The detection of weak signals requires long integration times, which remove from the output any spread spectrum signal present in the input, unless you know and apply before the integration the correct scrambling or frequency-hopping sequence.
Sorta, kinda. You're really only just attenuating things a lot. It's tricky to actually block it off fully.
Same with radio waves, as light is literally the same phenomena as radio waves, it's just shaking faster.
Source:
In the real world, obscurity is the cornerstone of security.
In the case of a physical interception, you can probably infer more. If you, after reading this article, spot an enemy drone that doesn't have any obvious emissions, then, well, there might only be one option for the software running on that drone, namely The Software that your enemy uses on their drones.

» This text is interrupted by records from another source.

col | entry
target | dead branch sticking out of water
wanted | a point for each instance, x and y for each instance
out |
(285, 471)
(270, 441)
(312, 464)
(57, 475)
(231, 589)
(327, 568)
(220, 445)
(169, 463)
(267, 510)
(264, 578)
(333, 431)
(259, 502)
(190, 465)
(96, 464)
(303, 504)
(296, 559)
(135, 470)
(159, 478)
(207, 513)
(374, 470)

Anyway, it's not clear to me from the article whether the source object from the signal will necessarily be invisible. I think every transmitter still at least looks like a point source of blackbody radiation. The signal may not be detectable from thermal background radiation, but if the background itself is coming from a big obvious drone, well, you know it "exists nearby".
For example, Noise protocol + Elligator + constant bandwidth, is indistinguishable.
The whole trick is that on average it is a source of blackbody radiation exactly like any other piece of matter next to it, same temperature. It does not produce a light or dark spot on an IR camera image. It turns hotter ("positive light") and colder ("negative light") with a very high frequency, in a controllable way.